Founded in 1908, Pennsylvania’s Lehigh Country Club moved to its present location a few miles south-west of Allentown in 1928, when a new course designed by William Flynn first opened for play. Set beside the Little Lehigh Creek, much of the layout is routed across a lush, rolling ledge but the property also features a sunken creekside valley, which Flynn skilfully incorporated into both nines.
Flynn did a great job building this golf course, creating some interesting side-hill holes and instilling tremendous variety into his putting surfaces. Complicating play is the fact that the targets are often tilted more severely than they appear. The highlight of the course, however, is the routing, and the manner in which the holes are arranged across what is a steep and fairly difficult site.
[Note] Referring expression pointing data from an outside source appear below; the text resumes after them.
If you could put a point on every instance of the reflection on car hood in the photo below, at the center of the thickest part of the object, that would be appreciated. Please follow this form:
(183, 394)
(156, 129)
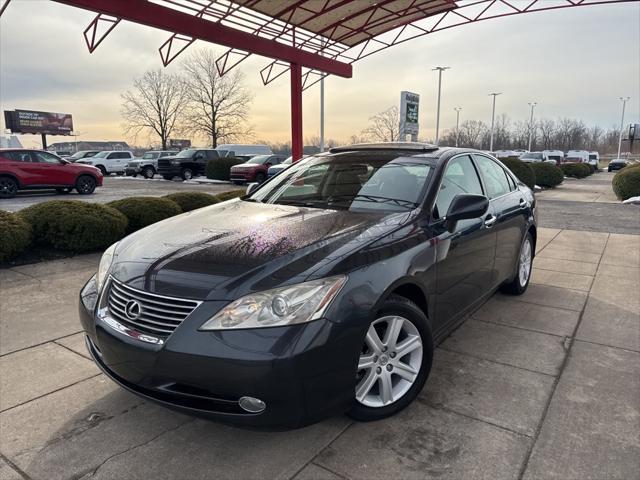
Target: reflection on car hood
(224, 251)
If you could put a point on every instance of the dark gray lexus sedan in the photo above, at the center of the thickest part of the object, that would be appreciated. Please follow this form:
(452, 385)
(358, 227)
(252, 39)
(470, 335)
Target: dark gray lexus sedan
(322, 291)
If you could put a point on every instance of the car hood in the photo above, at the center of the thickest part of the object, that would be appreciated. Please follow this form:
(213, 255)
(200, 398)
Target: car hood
(226, 250)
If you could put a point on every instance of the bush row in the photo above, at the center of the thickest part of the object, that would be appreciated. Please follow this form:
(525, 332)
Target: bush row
(543, 174)
(626, 183)
(75, 226)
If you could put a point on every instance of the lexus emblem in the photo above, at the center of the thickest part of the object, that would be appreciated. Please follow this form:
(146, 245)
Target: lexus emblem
(132, 310)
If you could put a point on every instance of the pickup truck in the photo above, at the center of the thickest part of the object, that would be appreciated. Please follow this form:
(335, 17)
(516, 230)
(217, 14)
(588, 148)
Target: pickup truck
(109, 161)
(147, 166)
(186, 164)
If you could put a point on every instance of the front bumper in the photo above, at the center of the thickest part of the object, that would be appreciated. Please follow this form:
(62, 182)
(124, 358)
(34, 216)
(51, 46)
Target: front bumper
(304, 373)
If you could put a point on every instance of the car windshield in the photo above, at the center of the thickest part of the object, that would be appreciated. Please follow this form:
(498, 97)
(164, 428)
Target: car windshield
(260, 159)
(355, 182)
(78, 155)
(186, 153)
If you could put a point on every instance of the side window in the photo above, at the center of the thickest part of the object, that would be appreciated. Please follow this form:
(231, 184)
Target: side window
(17, 156)
(43, 157)
(494, 177)
(459, 177)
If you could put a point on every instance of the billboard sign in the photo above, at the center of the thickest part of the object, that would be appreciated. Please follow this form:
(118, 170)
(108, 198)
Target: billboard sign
(180, 144)
(29, 121)
(409, 110)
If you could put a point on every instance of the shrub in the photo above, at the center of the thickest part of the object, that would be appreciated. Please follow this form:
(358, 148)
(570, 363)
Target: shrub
(220, 168)
(547, 174)
(192, 200)
(224, 196)
(577, 170)
(143, 211)
(521, 170)
(15, 235)
(75, 226)
(626, 183)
A number of holes plunge into or across the attractive basin area, such as the par three 7th which drops almost 100 feet over the creek to a green pressed hard against the hazard, or the mid-length 4th, which falls from the upper ledge over the water but then rises into a beautiful green site benched into an opposing ridge. Both the 12th and 13th head along the flat ground beside the creek, while the preceding hole is a riotous par five that slings right-to-left from the tee and then crashes dramatically down into the valley. Away from the water, better features include the big shoulder on the left side of the 3rd green, the narrow fronted 5th green and a fine front-to-back target on the downhill 10th.
Lehigh doesn’t really have any world-class golf holes, but 1 through 18 is about as strong and consistent as anything in the Flynn portfolio. Pleasingly, the club has resisted the trend toward narrowing its fairways and strengthening its holes, leaving admirers of classic golf architecture to enjoy what remains a strategic and relevant test of golf.